The actors dither amusingly as they assume their seats around the table. It's almost as if they need a director to tell them where to sit. They are an eclectic group. There's Hunt, an Emmy-and Oscar-winning pro and diligent acting student; Aykroyd, a "Saturday Night Live" alumnus who's thrilled to be working with the master; Berkley, a neophyte trying to carve out a serious acting career; and Stiers, a character actor and, unlike the others, an Allen veteran (he's been in five of his films).

Allen is here too, but unlike his colleagues, he knew exactly what was going on. At first reluctantly and then with increasing zeal, Allen explains himself, sometimes making jokes but seldom laughing at them. After all, we're still an audience.

Question: This is an opportunity to tell everyone what it's like to work with Mr. Allen.

Woody Allen: That's not what this is about, right?

Q: It's one question.

Allen: But you have questions? OK, because I can't sit through that. [Everyone laughs uncertainly.]
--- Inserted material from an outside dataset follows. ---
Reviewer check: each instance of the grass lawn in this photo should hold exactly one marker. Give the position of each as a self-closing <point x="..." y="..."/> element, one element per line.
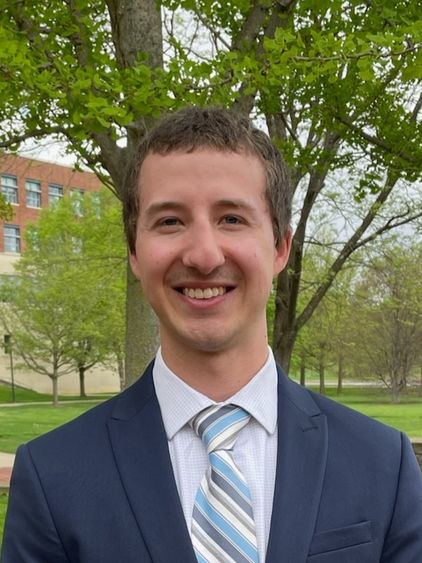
<point x="3" y="504"/>
<point x="376" y="403"/>
<point x="28" y="396"/>
<point x="20" y="424"/>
Q: What's the audition process?

Allen: I don't think anyone here was auditioned. Everyone was just hired.

Dan Aykroyd: I got a letter, and it said, "I've got a part, and I've written this material. It may be something you want to do, it may not be something you want to do." At that point I felt like calling and saying, "Yeah, send me the next one, Woody. I don't know about this."

Q: Why did you send him a letter?

Aykroyd: Because he knows I read.

Allen: I think what happened was somebody called and ascertained that he was available and open to it if he liked it. And so I sent him the part with a letter explaining how the part fits into the movie.

Aykroyd: But the tone of the letter was, "I'd love to do something with you someday, maybe this is not the piece." Now, anything the man would write I would do, so he didn't factor that in.

Allen: That's funny, because we're sitting there like this [fingers crossed] hoping that. That's the way it is when you're casting and send a part or script to anybody that you want for it. You sit there hoping that they're going to like it. You always tell them that they shouldn't feel obliged or shy about saying, "I hate this and I don't want to do it." It doesn't mean that you'll never ask them to do anything.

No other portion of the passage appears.